Flüchtlinge in der EU: Deutschland bleibt Spitzenreiter
Zwei Drittel aller Anträge in den EU-Staaten wurden 2016 in Deutschland eingereicht. Bis Flüchtlinge ihre Dokumente abgeben, vergeht viel Zeit.
Die von Eurostat veröffentlichen Antragszahlen sagen nichts darüber aus, wie viele Menschen Asyl bekommen. Sie zeigen aber eine extreme Ungleichverteilung. 16 von 28 EU-Staaten haben weniger als je ein Prozent aller Anträge zu verzeichnen. Darunter sind, ähnlich wie in den Vorjahren, neun osteuropäische Staaten.
Österreich und Ungarn entledigten sich des Problems: Nachdem die beiden Länder die Grenze nach Slowenien beziehungsweise Serbien schlossen, gingen die Anträge zwischen dem ersten und dritten Quartal 2016 um jeweils rund 40 Prozent zurück. In den Nachbarländern stiegen die – bis dahin extrem niedrigen – Zahlen danach an: In Bulgarien um 57 Prozent, in Rumänien um 107 Prozent, in Kroatien gar um 172 Prozent.
In Südeuropa machten sich die Verfahrensänderungen bemerkbar, die die EU hier durchgesetzt hat. Dazu gehört vor allem die Einrichtung der „Hotspots“ genannten Registrierungszentren, in die alle Ankommenden zur biometrischen Registrierung gebracht werden, sowie die Internierung der Flüchtlinge auf den Ägäis-Inseln. Dies hat offenbar die Zahl jener Flüchtlinge gesenkt, die versuchen, die Dublin-Regelung zu umgehen, und vor einer aussichtslosen Antragstellung in Griechenland in andere EU-Staaten weiterziehen.
So stieg die Zahl der Anträge in Griechenland zwischen dem ersten und dritten Quartal 2016 um 139 Prozent. Auch in Italien richtete die EU Hotspots ein, dazu kam ein starker Anstieg der Flüchtlingszahlen im zentralen Mittelmeer. Hier stieg die Zahl der Asylanträge um etwas mehr als die Hälfte, bis September waren es 83.940, Platz zwei hinter Deutschland.
Hierzulande sind die hohen Zahlen dadurch zu erklären, dass sehr viele Flüchtlinge, die 2015 ankamen, lange warten mussten, um beim überlasteten Bamf ihren Asylantrag abzugeben. Dies führte zu der vermeintlich paradoxen Situation, dass die Zahl der neu in Deutschland ankommenden Flüchtlinge stark zurückgeht, die der Asylanträge aber steigt.
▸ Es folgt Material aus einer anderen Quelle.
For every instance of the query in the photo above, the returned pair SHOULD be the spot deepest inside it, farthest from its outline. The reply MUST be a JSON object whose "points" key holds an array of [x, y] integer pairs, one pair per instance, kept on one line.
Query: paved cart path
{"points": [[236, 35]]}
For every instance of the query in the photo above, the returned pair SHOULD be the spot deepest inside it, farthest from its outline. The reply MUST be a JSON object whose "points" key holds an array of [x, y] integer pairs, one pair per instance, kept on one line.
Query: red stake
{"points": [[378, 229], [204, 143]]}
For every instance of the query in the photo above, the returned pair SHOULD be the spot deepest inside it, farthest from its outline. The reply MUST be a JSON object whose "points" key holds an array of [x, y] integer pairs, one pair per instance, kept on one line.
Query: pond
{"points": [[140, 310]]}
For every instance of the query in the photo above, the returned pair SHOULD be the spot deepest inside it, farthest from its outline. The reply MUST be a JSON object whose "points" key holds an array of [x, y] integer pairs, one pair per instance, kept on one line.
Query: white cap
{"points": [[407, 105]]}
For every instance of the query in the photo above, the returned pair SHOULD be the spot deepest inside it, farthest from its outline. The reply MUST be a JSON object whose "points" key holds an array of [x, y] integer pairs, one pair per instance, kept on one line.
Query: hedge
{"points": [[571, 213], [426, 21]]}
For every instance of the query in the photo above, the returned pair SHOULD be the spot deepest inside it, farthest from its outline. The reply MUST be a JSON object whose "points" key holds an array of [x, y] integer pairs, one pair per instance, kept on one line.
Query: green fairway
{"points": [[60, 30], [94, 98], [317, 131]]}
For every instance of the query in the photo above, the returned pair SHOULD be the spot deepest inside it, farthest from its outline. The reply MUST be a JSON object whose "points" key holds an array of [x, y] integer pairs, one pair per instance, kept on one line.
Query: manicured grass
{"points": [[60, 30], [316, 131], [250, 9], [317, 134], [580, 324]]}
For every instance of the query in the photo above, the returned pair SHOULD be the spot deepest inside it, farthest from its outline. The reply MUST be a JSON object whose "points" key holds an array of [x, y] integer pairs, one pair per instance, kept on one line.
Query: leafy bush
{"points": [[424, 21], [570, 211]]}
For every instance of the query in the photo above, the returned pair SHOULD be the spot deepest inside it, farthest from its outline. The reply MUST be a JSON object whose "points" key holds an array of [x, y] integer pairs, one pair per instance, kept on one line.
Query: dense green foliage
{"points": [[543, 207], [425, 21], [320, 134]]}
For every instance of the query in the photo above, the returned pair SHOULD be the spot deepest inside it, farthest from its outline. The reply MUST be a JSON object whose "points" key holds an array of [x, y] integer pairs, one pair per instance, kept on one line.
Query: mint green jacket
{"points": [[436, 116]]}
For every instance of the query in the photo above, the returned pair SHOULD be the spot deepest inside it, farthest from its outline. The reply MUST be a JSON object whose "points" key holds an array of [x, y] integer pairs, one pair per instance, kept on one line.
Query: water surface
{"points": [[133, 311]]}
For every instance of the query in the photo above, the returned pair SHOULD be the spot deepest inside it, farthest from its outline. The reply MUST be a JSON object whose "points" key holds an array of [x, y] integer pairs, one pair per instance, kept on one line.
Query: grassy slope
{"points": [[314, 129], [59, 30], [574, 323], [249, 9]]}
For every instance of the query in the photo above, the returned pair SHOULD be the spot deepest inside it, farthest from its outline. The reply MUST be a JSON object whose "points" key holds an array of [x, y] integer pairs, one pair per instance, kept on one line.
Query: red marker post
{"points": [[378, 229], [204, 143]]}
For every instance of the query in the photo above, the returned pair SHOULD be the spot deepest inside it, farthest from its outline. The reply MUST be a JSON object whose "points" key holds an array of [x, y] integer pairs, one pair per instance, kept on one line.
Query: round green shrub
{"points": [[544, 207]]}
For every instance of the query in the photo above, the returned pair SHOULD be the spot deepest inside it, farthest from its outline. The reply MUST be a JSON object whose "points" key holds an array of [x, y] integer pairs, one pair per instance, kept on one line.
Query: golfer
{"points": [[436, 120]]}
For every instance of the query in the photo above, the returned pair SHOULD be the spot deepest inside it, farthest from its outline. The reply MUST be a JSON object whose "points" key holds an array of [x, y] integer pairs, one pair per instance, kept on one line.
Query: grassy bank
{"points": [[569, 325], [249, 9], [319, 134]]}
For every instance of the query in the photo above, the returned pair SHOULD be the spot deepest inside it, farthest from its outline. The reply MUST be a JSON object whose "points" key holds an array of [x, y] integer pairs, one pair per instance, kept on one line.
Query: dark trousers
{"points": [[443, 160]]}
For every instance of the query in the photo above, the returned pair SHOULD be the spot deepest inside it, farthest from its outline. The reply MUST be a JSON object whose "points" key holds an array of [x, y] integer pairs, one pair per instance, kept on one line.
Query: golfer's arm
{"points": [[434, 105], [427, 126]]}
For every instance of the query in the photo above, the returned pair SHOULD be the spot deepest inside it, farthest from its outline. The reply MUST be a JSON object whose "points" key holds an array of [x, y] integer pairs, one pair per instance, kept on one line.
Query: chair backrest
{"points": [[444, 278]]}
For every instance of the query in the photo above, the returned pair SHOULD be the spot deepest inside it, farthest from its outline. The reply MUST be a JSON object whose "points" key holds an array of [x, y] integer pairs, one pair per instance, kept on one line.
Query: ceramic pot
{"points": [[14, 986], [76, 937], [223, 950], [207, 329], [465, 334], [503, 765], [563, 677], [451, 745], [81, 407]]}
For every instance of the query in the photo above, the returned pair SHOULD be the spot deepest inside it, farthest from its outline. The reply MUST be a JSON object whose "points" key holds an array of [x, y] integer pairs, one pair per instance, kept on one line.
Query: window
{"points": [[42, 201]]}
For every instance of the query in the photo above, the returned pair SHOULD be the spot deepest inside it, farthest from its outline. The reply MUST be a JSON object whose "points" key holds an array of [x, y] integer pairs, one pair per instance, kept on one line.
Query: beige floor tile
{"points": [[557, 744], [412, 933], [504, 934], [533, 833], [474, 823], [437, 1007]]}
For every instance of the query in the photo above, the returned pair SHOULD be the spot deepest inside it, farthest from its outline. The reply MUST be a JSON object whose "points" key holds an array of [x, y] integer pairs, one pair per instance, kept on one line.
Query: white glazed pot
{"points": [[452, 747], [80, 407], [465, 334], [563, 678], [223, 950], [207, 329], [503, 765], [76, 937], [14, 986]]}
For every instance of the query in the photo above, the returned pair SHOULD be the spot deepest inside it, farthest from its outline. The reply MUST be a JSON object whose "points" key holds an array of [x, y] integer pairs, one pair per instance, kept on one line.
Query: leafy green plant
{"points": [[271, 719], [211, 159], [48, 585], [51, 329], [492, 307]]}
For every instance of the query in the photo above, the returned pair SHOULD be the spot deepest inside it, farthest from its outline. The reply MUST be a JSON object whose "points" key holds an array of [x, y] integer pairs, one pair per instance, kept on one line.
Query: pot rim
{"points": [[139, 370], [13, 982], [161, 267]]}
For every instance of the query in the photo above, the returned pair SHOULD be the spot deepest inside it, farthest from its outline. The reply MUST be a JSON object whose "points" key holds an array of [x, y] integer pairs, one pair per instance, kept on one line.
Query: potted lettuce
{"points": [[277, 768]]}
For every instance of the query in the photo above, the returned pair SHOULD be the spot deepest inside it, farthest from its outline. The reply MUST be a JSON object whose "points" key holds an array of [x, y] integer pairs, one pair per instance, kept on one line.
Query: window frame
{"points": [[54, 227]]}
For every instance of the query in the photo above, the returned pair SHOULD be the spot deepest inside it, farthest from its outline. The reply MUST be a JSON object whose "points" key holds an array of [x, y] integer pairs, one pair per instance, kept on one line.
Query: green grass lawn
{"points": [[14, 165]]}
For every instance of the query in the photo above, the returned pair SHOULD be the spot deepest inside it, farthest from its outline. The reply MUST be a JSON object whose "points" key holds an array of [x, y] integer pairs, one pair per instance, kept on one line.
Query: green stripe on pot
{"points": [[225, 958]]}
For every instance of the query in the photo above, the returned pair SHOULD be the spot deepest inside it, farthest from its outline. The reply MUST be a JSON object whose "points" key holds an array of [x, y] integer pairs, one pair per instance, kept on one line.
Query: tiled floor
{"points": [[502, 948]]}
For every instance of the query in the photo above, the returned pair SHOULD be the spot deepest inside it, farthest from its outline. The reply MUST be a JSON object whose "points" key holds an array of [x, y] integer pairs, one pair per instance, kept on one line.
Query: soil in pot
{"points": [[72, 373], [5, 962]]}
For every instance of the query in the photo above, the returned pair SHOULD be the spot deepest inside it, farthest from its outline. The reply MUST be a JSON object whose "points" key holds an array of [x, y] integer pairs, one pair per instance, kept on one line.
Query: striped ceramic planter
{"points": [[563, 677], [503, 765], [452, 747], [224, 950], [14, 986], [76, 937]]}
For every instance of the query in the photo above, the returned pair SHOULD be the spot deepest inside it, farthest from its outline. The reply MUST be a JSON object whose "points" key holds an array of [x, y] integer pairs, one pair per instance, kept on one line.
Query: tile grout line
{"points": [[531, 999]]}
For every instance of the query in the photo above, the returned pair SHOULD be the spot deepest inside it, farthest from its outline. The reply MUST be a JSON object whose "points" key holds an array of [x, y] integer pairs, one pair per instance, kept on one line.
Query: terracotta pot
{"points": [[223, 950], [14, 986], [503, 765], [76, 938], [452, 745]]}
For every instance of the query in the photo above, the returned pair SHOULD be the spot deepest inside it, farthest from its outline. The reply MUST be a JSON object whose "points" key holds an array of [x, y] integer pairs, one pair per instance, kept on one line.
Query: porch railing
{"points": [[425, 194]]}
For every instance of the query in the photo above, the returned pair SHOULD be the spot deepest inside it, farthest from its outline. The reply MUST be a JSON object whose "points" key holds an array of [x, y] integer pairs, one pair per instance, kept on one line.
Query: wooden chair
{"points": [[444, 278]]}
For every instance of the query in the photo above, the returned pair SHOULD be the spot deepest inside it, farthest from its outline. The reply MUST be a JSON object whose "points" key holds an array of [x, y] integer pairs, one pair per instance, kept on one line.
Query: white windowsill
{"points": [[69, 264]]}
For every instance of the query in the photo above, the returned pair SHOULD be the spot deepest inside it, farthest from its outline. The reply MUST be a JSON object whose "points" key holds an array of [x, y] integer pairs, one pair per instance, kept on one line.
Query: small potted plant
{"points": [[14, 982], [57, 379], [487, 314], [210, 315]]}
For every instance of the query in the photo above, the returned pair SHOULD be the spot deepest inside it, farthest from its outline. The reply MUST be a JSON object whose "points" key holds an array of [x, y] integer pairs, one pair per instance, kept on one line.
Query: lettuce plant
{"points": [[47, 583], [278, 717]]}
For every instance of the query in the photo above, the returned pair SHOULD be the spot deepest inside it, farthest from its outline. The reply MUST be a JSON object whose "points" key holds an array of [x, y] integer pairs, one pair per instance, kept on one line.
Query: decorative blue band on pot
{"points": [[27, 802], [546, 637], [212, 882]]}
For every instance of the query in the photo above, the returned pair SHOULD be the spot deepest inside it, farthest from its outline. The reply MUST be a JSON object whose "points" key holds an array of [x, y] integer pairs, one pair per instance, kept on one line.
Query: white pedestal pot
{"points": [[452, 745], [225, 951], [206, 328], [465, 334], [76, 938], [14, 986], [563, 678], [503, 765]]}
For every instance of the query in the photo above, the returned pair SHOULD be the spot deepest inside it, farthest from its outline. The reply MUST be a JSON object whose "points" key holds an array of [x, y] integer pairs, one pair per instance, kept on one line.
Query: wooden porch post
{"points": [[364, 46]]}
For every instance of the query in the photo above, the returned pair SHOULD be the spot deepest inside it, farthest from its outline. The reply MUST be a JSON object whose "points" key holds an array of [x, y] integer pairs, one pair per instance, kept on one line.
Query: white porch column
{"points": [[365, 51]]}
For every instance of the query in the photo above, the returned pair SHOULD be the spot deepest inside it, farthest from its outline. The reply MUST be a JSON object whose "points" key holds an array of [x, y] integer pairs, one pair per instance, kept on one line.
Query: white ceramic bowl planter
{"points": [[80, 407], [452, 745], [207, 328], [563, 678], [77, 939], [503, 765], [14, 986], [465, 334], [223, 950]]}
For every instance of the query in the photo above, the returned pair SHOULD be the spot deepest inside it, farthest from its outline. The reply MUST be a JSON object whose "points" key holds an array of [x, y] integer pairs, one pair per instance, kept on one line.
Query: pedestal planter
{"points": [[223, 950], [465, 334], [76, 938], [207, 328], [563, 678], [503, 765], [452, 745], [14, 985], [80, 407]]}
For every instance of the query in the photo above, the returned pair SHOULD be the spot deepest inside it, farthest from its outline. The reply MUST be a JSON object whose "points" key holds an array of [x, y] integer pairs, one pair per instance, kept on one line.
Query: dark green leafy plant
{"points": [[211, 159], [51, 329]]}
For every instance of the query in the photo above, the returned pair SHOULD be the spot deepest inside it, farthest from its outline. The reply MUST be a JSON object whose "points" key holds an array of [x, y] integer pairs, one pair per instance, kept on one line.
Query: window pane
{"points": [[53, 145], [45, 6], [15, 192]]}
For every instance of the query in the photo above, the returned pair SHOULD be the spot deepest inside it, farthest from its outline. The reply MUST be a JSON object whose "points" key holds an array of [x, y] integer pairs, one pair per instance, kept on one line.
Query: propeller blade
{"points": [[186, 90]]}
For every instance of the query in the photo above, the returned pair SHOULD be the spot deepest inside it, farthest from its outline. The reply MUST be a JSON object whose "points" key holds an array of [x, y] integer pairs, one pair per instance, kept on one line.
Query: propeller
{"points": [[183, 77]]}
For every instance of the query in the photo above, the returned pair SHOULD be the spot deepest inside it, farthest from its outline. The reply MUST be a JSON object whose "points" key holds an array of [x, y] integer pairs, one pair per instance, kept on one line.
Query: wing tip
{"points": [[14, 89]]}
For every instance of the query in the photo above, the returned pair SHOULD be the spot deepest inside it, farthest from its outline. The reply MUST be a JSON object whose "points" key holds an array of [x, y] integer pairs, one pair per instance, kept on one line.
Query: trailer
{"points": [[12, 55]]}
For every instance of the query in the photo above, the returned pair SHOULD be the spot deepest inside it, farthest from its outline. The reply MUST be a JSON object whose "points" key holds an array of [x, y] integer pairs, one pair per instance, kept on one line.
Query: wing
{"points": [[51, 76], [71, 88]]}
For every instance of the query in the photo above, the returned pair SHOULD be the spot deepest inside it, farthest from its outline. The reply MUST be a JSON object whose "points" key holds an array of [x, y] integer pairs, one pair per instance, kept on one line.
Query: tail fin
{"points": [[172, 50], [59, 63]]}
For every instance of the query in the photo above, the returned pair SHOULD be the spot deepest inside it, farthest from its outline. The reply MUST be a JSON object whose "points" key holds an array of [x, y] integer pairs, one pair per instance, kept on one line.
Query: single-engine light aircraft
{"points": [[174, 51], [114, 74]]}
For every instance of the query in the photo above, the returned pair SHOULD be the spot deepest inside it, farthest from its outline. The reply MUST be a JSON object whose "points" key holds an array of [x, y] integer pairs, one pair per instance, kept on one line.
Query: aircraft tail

Bis Ende November kamen nach Schätzungen der Bundespolizei rund 200.000 Menschen. Im November gab es wegen Schutzsuchenden aus der Türkei erstmals wieder einen leichten Anstieg. Nachdem zuvor monatlich rund 15.000 Ankommende gezählt wurden, waren es im November rund 17.000.